Wheeler repeated previous comments that the OCR needed to rise and its future rises would depend “on future economic and financial data, and its implications for inflationary pressures. ”

“By increasing the OCR as needed to keep future average inflation near the 2 percent target mid-point, the Bank is seeking to ensure that the economic expansion can be sustained,” Wheeler said.

Well done the RBNZ in trying to contain house price inflation, and it seems its attempts at macroprudential controls have had some success (and patently ignored by the RBA), but waging a currency war with effectively no army is a losing battle.

The statement in full:

The Reserve Bank today increased the Official Cash Rate (OCR) by 25 basis points to 3.25 percent. New Zealand’s economic expansion has considerable momentum, with GDP estimated to have grown by around 4 percent in the year to June. Global financial conditions remain very accommodative and are reflected in low long-term interest rates and narrow risk spreads.

Economic growth among New Zealand’s trading partners is gradually improving and global inflation remains low. Prices for New Zealand’s export commodities remain historically high, but their recent falls will reduce farm incomes over the coming year.

A continued acceleration in construction in Canterbury, and more broadly, is supporting growth, together with strong net immigration flows that are adding to housing and household demand. Business and consumer confidence remains buoyant, as do businesses’ reported intentions to invest and to hire.

While house price inflation remains high, the housing market has moderated since late last year when restrictions were applied to high loan-to-value ratio mortgage lending and when mortgage interest rates began rising. Fiscal consolidation continues to moderate demand growth, though by less than previously assumed.

The exchange rate has not yet adjusted to weakening commodity prices, but is expected to do so. The Bank does not believe the exchange rate is sustainable at current levels. Headline inflation remains moderate and tradables inflation is expected to be low for some time.

However, above-trend growth has been absorbing spare capacity and adding pressure to non-tradables inflation. These pressures are particularly evident in construction cost increases. Nevertheless, overall wage inflation remains moderate, reflecting recent low headline inflation, increased labour force participation and strong net immigration.

Inflationary pressures are expected to increase.

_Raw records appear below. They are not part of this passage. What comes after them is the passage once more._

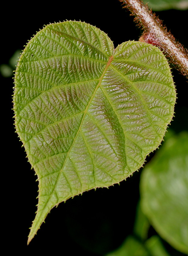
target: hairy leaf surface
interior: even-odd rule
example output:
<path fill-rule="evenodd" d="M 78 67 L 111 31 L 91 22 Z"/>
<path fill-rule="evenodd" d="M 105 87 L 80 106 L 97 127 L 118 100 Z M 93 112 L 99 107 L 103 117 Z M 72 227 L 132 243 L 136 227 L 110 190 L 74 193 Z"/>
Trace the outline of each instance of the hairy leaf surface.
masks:
<path fill-rule="evenodd" d="M 141 181 L 144 213 L 163 238 L 188 254 L 187 133 L 165 142 L 144 168 Z"/>
<path fill-rule="evenodd" d="M 18 63 L 16 130 L 39 181 L 33 237 L 60 202 L 130 176 L 159 146 L 176 93 L 157 48 L 128 42 L 114 50 L 85 23 L 49 25 Z"/>

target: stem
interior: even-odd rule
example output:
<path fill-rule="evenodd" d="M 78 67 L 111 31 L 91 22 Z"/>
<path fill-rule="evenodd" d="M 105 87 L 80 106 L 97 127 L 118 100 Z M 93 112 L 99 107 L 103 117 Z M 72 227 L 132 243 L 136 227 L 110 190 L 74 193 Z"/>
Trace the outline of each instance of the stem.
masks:
<path fill-rule="evenodd" d="M 120 0 L 135 16 L 135 21 L 144 30 L 139 41 L 159 46 L 171 61 L 188 78 L 187 51 L 167 31 L 161 21 L 140 0 Z"/>

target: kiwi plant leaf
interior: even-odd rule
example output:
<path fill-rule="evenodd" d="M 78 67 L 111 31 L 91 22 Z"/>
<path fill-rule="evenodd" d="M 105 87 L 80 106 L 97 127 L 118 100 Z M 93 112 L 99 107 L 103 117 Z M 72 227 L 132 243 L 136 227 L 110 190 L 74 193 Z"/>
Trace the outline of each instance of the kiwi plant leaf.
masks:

In this environment, it is important that inflation expectations remain contained and that interest rates return to a more neutral level. The speed and extent to which the OCR will need to rise will depend on future economic and financial data, and its implications for inflationary pressures.

By increasing the OCR as needed to keep future average inflation near the 2 percent target mid-point, the Bank is seeking to ensure that the economic expansion can be sustained.